There are other similar "we have always done it that way" mental blocks we need to reexamine, and I will answer one tiny question below, by giving an example:
Imagine you sit somewhere in a corner of a HUGE project, like a major commercial operating system with al the bells and whistles, the integrated air-traffic control system for a continent or the software for a state-of-the-art military gadget.
You maintain this library, which exports this function, which has a parameter which defaults to three.
For sound and sane reasons, you need to change the default to four now.
The compiler wont notice.
The linker wont notice.
People will need to know.
Who do you call ?
In the "Rational Environment" on the R1000 computer, you change 3 to 4 and, when you attempt to save your change, the semantic IDE refuses, informing you that it would change the semantics of the following three modules, which call your function without specifying that parameter explicitly - even if you do not have read permission to the source code of those modules.
The Rational Environment did that 40 years ago, can your IDE do that for you today ?
Some developers get a bit upset about that when we demo that in Datamuseum.dk :-)
The difference is that all modern IDEs regard each individual source file as "ground truth", but has nothing even remotely like an overview, or conceptual understanding, of the entire software project.
Yeah, sure, it knows what include files/declaration/exports things depend on, and which source files to link into which modules/packages/libraries, but it does not know what any of it actually means.
And sure, grep(1) is wonderful, but it only tells you what source code you need to read - provided you have the permission to do so.
In the Rational Environment ground truth is the parse tree, and what can best be described as a "preliminary symbol resolution", which is why it knows exactly which lines of code, in the entire project, call your function, with or without what parameters.
Not all ideas are good.
Not all good ideas are lucky.
Not all forgotten ideas should be ignored.
> Why do we even have linear physical and virtual addresses in the first place, when pretty much everything today is object-oriented?
Maybe it's because even though x86-64 is a 64-bit instruction set, all the CALL and JMP instructions still only support relative 8-bit or 32-bit offsets.
> Translating from linear virtual addresses to linear physical addresses is slow and complicated, because 64-bit can address a lot of memory.
Sure but spend some time thinking about how GOT and PLT aren't great solutions and can easily introduce their own set of security complications due to the above limitations.
I think you could argue there is already some effort to do type safety at the ISA register level, with e.g. shadow stack or control flow integrity.
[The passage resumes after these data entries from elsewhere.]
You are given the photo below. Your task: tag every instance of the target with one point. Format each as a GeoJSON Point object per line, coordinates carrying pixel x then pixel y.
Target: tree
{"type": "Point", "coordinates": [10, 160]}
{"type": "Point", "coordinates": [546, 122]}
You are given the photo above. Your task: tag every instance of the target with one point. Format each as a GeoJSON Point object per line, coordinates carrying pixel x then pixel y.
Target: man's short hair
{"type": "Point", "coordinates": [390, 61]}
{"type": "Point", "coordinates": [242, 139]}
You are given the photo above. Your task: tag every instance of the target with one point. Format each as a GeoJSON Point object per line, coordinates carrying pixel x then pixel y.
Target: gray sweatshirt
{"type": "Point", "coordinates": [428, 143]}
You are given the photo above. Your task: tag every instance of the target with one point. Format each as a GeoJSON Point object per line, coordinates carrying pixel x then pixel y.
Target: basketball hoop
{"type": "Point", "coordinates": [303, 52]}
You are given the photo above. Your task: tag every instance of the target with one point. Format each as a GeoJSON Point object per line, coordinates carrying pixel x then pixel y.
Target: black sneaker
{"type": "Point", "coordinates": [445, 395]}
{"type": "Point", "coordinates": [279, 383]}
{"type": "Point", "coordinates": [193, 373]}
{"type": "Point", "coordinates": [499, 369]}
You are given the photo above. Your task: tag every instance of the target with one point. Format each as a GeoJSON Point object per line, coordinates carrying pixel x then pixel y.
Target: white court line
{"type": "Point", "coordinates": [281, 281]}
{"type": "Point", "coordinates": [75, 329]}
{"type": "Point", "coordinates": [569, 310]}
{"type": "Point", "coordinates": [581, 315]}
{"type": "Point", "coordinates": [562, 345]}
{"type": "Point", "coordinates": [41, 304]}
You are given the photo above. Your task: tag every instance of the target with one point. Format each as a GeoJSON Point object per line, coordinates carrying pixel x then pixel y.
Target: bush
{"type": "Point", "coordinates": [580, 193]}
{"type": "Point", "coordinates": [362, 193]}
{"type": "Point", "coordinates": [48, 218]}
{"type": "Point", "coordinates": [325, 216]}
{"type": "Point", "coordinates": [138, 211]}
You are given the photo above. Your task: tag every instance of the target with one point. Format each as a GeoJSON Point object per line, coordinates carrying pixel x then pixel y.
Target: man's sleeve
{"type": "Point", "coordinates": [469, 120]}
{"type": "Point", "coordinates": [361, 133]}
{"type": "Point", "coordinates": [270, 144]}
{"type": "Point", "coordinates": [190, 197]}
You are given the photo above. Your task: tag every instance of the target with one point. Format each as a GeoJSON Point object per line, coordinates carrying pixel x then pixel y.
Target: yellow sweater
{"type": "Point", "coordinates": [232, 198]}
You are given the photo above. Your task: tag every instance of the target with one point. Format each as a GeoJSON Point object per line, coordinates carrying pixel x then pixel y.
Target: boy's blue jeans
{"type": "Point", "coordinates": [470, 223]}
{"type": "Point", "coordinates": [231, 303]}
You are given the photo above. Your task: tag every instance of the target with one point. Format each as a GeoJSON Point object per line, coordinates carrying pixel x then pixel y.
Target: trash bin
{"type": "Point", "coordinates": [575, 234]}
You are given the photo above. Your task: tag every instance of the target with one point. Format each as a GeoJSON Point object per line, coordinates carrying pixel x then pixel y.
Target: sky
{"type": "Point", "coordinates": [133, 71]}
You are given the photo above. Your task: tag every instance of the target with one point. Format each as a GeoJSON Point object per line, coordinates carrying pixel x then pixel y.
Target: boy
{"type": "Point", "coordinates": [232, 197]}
Isn't that very similar to this, except targeting program state rather than external memory?
Tagged memory was a thing, and is a thing again on some ARM machines. Check out Google Pixel 9.
I mean, if the stacks grew upwards, that alone would nip 90% of buffer overflow attacks in the bud. Moving the return address from the activation frame into a separate stack would help as well, but I understand that having an activation frame to be a single piece of data (a current continuation's closure, essentially) can be quite convenient.
HP-UX on PA-RISC had an upward-growing stack. In practice, various exploits were developed which adapted to the changed direction of the stack.
One source from a few mins of searching: https://phrack.org/issues/58/11
Linux on PA-RISC also has an upward-growing stack (AFAIK, it's the only architecture Linux has ever had an upward-growing stack on; it's certainly the only currently-supported one).
Both this and parent comment about PA-RISC are very interesting.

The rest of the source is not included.